The Bengals have no time to play catch-up in 2018, and certainly not when they're breaking in a new defensive coordinator. Teryl Austin is running the show now, and former defensive coordinator Paul Guenther, who knew Burfict as well as anyone given his days as linebackers coach, isn't around anymore.

It's hard to say whether Austin, who needs to make a good first impression, would show the same patience Guenther did when he waited out Burfict's suspensions and the subsequent weeks Burfict spent getting back into playing shape.

Burfict's troubles began prior to the 2016 season, when it became clear the NFL would not put up with what it deemed repeated safety violations. Burfict received his first three-game suspension only a week after the Bengals’ 2015 season ended with a crazy wild-card loss to Pittsburgh.

It became even more clear when the NFL issued Burfict a surprisingly lengthy five-game suspension for a 2017 preseason hit on Chiefs fullback Anthony Sherman, a penalty later reduced to three games upon appeal.

The Bengals had to be reeling a bit with the current suspension coming less than a year after Burfict's contract extension, but they can't claim to be surprised about possibly losing him for a significant amount of time.

The Bengals protected themselves financially when they gave Burfict his latest extension, guaranteeing only his $3.3 million signing bonus. A $2 million roster bonus will become guaranteed if he's still on the roster at the end of March. Everything else is tied up in base salary, workout bonuses or per-game roster bonuses.

But the team has never protected itself competitively at that position. The Bengals' backup plan for Burfict's absences over the years has been Vincent Rey, who is solid and reliable but not on the same level as a healthy and available Burfict.

That is surprising in light of a comment Lewis made more than once during the past two seasons, indicating that personnel evaluations were necessary to get the Bengals out of their rut.

“We have to look at how we're doing things [and] who we're doing it with,” he said.

They should consider that now in light of the circumstances.
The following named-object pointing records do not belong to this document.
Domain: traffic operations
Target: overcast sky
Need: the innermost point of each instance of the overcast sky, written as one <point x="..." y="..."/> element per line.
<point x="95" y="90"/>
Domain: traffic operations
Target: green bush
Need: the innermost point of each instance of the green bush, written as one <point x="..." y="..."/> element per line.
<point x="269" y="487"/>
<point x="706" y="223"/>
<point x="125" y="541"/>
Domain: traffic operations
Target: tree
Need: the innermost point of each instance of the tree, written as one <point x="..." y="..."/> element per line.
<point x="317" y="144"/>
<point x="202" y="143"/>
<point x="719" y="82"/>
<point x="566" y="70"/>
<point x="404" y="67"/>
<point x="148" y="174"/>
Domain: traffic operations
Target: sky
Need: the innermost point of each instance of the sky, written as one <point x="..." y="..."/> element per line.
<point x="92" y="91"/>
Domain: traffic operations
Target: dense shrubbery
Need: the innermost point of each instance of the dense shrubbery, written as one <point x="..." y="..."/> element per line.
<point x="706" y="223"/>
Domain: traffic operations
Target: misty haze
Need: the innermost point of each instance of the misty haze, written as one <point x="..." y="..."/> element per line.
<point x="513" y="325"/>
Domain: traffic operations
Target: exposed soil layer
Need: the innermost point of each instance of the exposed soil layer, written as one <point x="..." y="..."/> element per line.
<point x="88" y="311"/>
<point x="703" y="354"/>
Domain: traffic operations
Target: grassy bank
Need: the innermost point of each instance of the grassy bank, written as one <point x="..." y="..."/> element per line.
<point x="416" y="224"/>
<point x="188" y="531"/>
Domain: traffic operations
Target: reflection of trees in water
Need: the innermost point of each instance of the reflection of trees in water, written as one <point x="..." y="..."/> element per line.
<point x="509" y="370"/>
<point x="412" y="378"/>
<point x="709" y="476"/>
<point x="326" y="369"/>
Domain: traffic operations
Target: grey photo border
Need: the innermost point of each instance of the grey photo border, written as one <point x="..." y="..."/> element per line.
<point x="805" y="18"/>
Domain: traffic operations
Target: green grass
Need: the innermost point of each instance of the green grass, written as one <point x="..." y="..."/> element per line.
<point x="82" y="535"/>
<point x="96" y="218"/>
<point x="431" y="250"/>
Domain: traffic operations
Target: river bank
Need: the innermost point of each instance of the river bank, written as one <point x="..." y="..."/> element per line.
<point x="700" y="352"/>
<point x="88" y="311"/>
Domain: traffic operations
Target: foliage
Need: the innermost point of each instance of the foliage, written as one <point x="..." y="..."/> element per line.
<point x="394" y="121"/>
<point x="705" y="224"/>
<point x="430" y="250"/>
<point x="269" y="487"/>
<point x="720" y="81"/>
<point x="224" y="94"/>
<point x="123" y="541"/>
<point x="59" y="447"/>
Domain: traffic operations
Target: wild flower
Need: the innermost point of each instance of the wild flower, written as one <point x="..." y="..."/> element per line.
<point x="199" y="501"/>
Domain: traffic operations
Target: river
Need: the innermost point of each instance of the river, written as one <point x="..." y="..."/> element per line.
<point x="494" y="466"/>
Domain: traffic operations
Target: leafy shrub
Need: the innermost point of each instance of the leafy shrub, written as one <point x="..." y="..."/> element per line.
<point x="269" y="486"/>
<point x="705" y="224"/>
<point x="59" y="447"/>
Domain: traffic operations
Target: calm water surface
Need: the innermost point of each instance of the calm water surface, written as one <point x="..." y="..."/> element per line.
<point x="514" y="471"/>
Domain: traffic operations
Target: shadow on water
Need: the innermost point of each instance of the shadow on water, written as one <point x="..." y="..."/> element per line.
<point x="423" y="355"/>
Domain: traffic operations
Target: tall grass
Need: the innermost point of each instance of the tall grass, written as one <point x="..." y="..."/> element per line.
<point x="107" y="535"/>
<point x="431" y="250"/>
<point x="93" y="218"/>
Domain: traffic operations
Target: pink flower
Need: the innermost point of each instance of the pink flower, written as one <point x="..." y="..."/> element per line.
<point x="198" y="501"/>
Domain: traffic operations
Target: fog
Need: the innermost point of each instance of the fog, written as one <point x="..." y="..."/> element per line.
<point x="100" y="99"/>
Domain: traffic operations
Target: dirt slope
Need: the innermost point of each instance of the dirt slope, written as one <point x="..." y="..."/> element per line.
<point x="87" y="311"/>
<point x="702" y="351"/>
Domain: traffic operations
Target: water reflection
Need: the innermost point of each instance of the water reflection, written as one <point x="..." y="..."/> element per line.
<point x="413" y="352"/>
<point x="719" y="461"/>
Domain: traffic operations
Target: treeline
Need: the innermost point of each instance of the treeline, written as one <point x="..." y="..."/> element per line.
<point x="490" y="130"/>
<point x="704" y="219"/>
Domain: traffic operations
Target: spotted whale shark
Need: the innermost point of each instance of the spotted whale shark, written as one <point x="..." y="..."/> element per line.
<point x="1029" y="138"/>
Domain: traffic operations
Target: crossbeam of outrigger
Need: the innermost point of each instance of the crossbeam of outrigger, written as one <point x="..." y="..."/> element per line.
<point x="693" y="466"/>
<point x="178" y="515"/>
Since 2012, the Bengals have drafted five linebackers: Sean Porter in the fourth round of the 2013 draft (he played one game for them); Marquis Flowers in the sixth round in 2014 (he was mostly a special-teams player before being traded to the Patriots last year); Paul Dawson in the third round in 2015 (injuries and attitude led to his departure after only two seasons); Nick Vigil in the third round in 2016; and Jordan Evans in the sixth round in 2017.
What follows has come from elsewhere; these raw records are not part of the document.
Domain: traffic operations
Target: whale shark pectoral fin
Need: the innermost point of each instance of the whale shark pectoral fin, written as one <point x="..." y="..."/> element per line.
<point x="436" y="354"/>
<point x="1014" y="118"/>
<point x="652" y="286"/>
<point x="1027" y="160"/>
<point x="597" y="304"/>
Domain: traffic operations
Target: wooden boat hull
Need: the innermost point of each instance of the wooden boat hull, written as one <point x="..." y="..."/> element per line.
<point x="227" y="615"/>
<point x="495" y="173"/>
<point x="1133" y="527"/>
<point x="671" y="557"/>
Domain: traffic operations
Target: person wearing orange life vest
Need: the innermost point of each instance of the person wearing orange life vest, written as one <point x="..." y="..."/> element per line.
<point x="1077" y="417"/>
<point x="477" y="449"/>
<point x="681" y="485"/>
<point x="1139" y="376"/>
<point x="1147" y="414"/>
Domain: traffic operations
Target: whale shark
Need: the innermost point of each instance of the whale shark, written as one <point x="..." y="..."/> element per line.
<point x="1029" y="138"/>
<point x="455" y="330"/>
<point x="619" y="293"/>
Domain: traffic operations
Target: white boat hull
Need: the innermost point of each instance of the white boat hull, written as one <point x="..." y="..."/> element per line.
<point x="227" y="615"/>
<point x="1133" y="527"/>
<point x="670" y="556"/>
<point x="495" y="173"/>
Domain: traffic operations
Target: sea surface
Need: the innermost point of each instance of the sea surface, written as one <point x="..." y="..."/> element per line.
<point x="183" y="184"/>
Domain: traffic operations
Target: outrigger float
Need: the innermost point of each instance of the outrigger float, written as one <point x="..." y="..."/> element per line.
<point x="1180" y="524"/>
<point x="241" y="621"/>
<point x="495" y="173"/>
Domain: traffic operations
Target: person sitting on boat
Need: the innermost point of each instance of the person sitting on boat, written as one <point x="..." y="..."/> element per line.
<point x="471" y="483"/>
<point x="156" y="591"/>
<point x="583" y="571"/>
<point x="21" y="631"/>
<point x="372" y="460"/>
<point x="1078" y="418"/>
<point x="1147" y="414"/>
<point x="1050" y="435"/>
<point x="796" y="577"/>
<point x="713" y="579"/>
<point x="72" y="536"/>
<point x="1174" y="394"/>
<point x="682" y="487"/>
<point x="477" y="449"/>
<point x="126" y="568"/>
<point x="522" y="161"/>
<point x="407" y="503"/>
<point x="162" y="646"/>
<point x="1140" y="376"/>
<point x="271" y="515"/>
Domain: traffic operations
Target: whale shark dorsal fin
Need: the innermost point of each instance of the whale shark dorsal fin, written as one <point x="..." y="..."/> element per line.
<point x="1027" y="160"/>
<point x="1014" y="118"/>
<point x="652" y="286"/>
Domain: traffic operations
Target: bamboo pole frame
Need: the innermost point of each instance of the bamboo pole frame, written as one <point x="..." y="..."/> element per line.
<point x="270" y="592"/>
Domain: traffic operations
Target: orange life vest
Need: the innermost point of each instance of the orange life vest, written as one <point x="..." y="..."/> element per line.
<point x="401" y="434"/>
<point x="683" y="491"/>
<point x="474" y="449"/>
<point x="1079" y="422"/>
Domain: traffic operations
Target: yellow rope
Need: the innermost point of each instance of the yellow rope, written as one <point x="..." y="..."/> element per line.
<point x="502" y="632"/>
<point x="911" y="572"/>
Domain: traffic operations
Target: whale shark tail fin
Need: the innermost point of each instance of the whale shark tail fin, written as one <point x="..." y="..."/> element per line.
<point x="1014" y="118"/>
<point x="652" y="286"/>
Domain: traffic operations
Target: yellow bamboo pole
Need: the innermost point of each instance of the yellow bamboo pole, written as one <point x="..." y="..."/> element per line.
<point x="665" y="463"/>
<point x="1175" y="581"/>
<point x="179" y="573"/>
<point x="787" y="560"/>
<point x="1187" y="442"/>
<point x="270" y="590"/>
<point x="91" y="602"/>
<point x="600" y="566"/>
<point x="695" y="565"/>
Other than Vigil, who became a starter at strongside linebacker, and Evans, who started four games last season and filled in a lot due to injuries, none was a big contributor. Evans flashed potential at times during his rookie season and could improve significantly in Year 2, but his wildly inconsistent play doesn't mean he should be penciled into a spot with strong confidence. The linebacker play was abysmal when Burfict was out with an injury in the Week 14 loss to the Bears last season; Evans, Rey and Kevin Minter ranked 65th, 66th and 67th, respectively, out of 69 linebackers that week, according to Pro Football Focus.
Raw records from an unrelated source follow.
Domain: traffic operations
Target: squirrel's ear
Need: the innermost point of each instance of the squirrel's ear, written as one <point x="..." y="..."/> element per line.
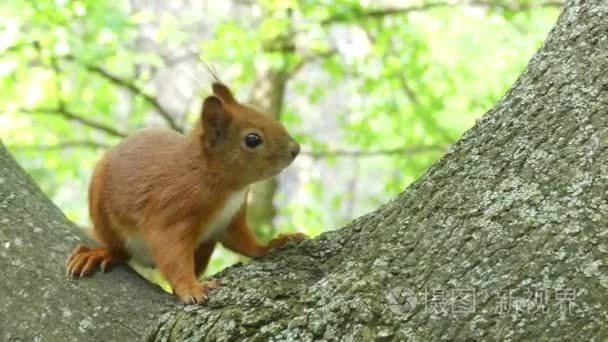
<point x="223" y="92"/>
<point x="215" y="120"/>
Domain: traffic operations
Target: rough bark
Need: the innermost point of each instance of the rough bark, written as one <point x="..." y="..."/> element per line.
<point x="37" y="301"/>
<point x="518" y="204"/>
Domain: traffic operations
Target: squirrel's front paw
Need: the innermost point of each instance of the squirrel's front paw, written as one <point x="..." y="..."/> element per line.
<point x="197" y="292"/>
<point x="285" y="238"/>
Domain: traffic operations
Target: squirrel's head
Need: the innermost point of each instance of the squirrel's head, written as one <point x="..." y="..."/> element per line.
<point x="243" y="141"/>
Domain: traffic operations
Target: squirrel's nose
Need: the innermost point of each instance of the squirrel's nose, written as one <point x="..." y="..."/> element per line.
<point x="294" y="149"/>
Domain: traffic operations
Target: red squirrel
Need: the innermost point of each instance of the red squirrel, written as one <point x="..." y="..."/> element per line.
<point x="166" y="199"/>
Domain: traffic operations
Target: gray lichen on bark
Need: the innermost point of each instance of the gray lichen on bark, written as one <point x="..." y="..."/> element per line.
<point x="517" y="207"/>
<point x="37" y="301"/>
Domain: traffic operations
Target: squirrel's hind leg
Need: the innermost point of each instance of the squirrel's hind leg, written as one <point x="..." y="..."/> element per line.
<point x="85" y="259"/>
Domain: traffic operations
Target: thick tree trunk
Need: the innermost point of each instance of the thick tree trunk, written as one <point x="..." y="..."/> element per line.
<point x="516" y="210"/>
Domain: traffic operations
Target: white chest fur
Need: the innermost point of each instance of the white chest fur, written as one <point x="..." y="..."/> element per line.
<point x="220" y="221"/>
<point x="224" y="216"/>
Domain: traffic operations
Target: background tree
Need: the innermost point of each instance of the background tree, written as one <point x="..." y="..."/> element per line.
<point x="516" y="207"/>
<point x="371" y="92"/>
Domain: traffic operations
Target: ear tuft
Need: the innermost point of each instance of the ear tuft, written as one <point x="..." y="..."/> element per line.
<point x="215" y="120"/>
<point x="222" y="91"/>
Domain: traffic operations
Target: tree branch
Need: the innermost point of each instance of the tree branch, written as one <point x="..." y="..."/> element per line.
<point x="380" y="13"/>
<point x="131" y="87"/>
<point x="374" y="153"/>
<point x="69" y="115"/>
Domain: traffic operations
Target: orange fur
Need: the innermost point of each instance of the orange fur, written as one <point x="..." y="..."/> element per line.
<point x="166" y="198"/>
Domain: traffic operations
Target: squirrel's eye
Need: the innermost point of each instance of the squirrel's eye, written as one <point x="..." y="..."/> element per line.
<point x="253" y="140"/>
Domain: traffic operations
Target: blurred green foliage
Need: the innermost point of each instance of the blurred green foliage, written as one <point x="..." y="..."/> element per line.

It's not as if the Bengals haven't considered options. They had Alabama linebacker Reuben Foster rated highly during the 2017 draft process, but a lingering shoulder injury likely scared them off. That might have been a blessing in disguise, as Foster has been arrested twice since the end of his rookie season. Foster probably would've been a middle linebacker in the Bengals' system but also could have played the weakside role. Instead, they went with wide receiver John Ross, who played fewer than 20 snaps.

Georgia linebacker Roquan Smith and Virginia Tech linebacker Tremaine Edmunds are potential targets in this year's draft, although they might not be around by the end of the first round; the Bengals are slated to pick 21st overall.

As the 2018 draft approaches, and the prospect of not having Burfict for the first four games lingers, the thought of selecting a linebacker early has to be a consideration.